Na estação, quando fomos esperar o seu trem, você me abraçou e encostou o rosto no meu pescoço. Sua respiração morna, tão próxima, me deixava sem saber pra onde olhar. Eu desviava o olhar pra tudo — escada rolante, trilhos, pessoas. Qualquer coisa pra não encarar o que eu queria.
Você me convenceu a ir até a Luz. No trajeto, sua cabeça deitada no meu ombro. Eu sentia sua testa quente e me perguntava se você estava com febre — mas você não se afastava. Será que estava com calor? Ou era só sono?
Quando chegamos, eu disse que não precisava me acompanhar na linha amarela. Era tarde. E seguimos para eu esperar seu trem contigo. E ali, naquele canto da estação, você me puxou. Ficamos perto. Muito perto. De novo, minha mente se dividia entre o desejo e o cuidado.
Então você beijou meu pescoço.
E eu... congelei. Olhei pra você tentando entender. Você pediu desculpas. E eu não sabia se era brincadeira, impulso, vontade. Ou tudo junto.
Mas ali, mesmo sem saber de nada, eu só queria te proteger. Do frio, do cansaço, da segunda-feira sem dormir. De mim mesma, talvez. Porque o maior esforço da noite inteira foi não ceder ao desejo de te beijar. Porque eu não sabia se você queria. E porque, mesmo querendo muito, eu escolhi te respeitar antes de tudo.
E se eu te olhava demais, era culpa do seu piercing. Se eu desviava o olhar, era medo de me entregar. E se eu fiquei até o último segundo ao seu lado, mesmo querendo mais, foi porque você já tinha se tornado o mais da minha noite.
Mas então seu trem chegou. E você, sem cerimônia, me pediu um beijo de despedida, do seu jeito fofinho irresistível.
Na hora, eu não hesitei. Atendi seu pedido, mesmo que tudo em mim quisesse estender aquele momento por horas. Senti seus braços ao meu redor, como se você quisesse me segurar ali, como se não quisesse me soltar. E logo em seguida, seus olhos voltaram a me procurar — daquele jeito. Aquele jeito que você olha como se não fosse só olhar, fosse convite, fosse toque, fosse um “fica mais um pouco”.
E eu?
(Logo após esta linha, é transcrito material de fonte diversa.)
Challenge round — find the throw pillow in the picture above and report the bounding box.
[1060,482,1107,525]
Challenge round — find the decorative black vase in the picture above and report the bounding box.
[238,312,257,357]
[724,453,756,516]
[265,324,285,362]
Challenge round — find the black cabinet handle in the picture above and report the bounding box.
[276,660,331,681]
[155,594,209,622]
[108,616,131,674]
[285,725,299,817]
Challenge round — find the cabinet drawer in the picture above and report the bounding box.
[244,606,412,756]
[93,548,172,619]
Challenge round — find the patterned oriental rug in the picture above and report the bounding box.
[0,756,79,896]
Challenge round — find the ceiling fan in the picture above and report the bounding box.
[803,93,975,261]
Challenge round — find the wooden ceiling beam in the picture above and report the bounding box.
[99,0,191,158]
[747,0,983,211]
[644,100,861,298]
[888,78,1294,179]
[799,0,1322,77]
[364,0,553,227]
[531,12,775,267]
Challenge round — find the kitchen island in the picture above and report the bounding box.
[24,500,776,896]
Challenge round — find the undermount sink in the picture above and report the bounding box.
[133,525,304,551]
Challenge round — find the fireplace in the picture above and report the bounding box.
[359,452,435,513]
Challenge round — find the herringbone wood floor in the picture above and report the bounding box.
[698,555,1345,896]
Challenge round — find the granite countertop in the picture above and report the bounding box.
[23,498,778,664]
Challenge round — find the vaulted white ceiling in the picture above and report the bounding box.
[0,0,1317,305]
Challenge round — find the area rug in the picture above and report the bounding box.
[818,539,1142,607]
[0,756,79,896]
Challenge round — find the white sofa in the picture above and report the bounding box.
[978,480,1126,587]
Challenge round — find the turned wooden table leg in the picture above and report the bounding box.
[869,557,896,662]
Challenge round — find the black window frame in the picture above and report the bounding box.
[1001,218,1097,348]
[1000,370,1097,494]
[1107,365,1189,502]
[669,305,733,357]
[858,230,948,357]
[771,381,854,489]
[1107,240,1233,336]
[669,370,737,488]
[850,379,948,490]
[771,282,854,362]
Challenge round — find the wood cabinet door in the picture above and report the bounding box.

Eu não queria te deixar ir.
Te beijei de novo, quase um protesto contra o relógio e o trem parado à sua espera.
Foi aí que a realidade me puxou de volta. Lembrei que seu trem estava ali, parado, prestes a ir embora. Lembrei que já era tarde. Que segunda-feira chegaria em poucos minutos. E mesmo assim, eu ainda tentei te convencer a embarcar — com o coração apertado e a mente em completo torpor.
Quando o trem fechou as portas com você dentro, eu fiquei ali. Meio sem saber o que fazer com o corpo, com a boca que ainda sentia o gosto do beijo, com as mãos que ainda pareciam entrelaçadas nas suas.
Voltei pra casa igual a uma boba apaixonada. Cada estação parecia mais vazia, mas eu estava cheia. Cheia de você, da sua respiração no meu pescoço, da sua mão na minha, do seu piercing que ainda brilhava no fundo da minha memória — e daquele seu olhar... que, mesmo quando se despede, ainda me chama de volta.